Enter the U.S. Congress, a body that never met a pool of money it didn’t want to dip into. The promise of Social Security remains, but the inherent guarantees of it have wavered over time as commitments made haven’t always matched the projected money to pay them. Borrowing against or from the dollars set aside for late-life entitlements has been too appealing as time has passed. But even the most pessimistic of assessments show looming shortfalls, not bare cupboards. In other words, without formulary changes or similar the Social Security trust will run short of the ability to pay benefits fully, but it won’t run dry anytime soon.
This is, in the barest terms, a math problem. When Roosevelt and his contemporaries enacted the New Deal, life expectancy was about 60 years, and benefits kicked in at 65. The average individual didn’t even live to see their start date, let alone collect benefits for 30-40 years thereafter. As years have gone by, advances in nutrition, health, and safety have meant we live longer. Population growth can only offset so much of the resulting shortfall, so something will have to give: increased contribution rates, reduced benefits, or later benefit start dates. Whether the trust is protected by Congress or “borrowed” and repaid, the numbers won’t add up the same way they did in Social Security’s early years.
Great (Life) Expectations
Conventional wisdom is that we are living longer than our parents, and certainly longer than our ancestors. That’s functionally true, overall: in 1900, life expectancy was 47 years. That number reached a peak of 79 in 2019, but then dropped in both 2020 and 2021, to 76. A 2.7-year drop may not initially seem all that large, but it effectively puts us back 26 years, to levels not seen since 1996. The COVID-19 pandemic and its aftermath are certainly an obvious and key factor, but prescription and illicit drug overdoses have had an understated role in curbing our longevity among coincident rises in heart disease, cancer, and suicide rates. Each illustrates the point that even our best projections are guesses at best, and subject to the inevitable and unpredictable wildcards, whether impactful historical events or other disruptions.
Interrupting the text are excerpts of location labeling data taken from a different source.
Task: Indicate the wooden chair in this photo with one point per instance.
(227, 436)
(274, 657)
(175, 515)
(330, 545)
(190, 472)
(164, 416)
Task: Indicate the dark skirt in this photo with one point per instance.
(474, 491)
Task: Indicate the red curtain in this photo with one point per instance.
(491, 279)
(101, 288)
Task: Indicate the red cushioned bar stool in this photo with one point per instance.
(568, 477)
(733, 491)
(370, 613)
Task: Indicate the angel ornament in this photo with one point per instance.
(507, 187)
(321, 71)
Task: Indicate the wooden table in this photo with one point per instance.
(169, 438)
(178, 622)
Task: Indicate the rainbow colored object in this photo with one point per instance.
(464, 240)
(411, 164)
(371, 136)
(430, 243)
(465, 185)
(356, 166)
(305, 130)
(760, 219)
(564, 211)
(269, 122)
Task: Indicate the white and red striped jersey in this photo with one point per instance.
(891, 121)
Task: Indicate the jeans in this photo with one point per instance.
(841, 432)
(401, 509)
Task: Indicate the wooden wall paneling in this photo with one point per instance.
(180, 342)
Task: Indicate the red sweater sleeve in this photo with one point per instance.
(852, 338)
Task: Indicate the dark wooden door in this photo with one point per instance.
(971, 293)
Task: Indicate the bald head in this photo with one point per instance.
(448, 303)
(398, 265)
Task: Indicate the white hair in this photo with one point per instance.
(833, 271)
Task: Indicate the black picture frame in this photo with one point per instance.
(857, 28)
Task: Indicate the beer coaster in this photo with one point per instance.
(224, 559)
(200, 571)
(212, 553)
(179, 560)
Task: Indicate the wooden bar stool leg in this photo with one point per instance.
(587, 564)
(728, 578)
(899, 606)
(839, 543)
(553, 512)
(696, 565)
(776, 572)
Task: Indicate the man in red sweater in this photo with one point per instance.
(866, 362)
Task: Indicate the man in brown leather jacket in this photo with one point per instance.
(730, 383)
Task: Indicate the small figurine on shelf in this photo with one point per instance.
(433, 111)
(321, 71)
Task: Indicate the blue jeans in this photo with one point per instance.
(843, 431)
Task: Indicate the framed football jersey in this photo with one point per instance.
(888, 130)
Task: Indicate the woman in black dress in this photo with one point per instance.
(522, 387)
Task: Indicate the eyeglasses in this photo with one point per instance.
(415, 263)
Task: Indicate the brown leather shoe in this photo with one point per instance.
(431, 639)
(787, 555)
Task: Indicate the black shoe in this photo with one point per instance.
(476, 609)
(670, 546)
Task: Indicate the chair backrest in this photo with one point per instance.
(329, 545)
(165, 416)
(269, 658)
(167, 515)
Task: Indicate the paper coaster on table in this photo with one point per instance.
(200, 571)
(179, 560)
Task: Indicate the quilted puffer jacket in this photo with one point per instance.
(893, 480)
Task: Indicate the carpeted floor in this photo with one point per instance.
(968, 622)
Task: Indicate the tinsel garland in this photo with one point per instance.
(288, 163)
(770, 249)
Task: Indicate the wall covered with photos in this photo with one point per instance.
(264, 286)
All of which brings us back to the question of age 65. Aggregate statistics are useful, but all questions of life, longevity, and savings are individual – it doesn’t matter how long the average person lives, or how much income they’ll need; it matters how much you will need. While retirement plans and government authorities may or may not stick with 65, each of us must adjust our savings and expectations in planning for sufficient retirement income, potentially for more years than we think. Retirement savers and employers who offer tax-advantaged savings as a benefit both must carefully consider the ramifications of living longer, needing more income, and perhaps expecting less from government retirement entitlements.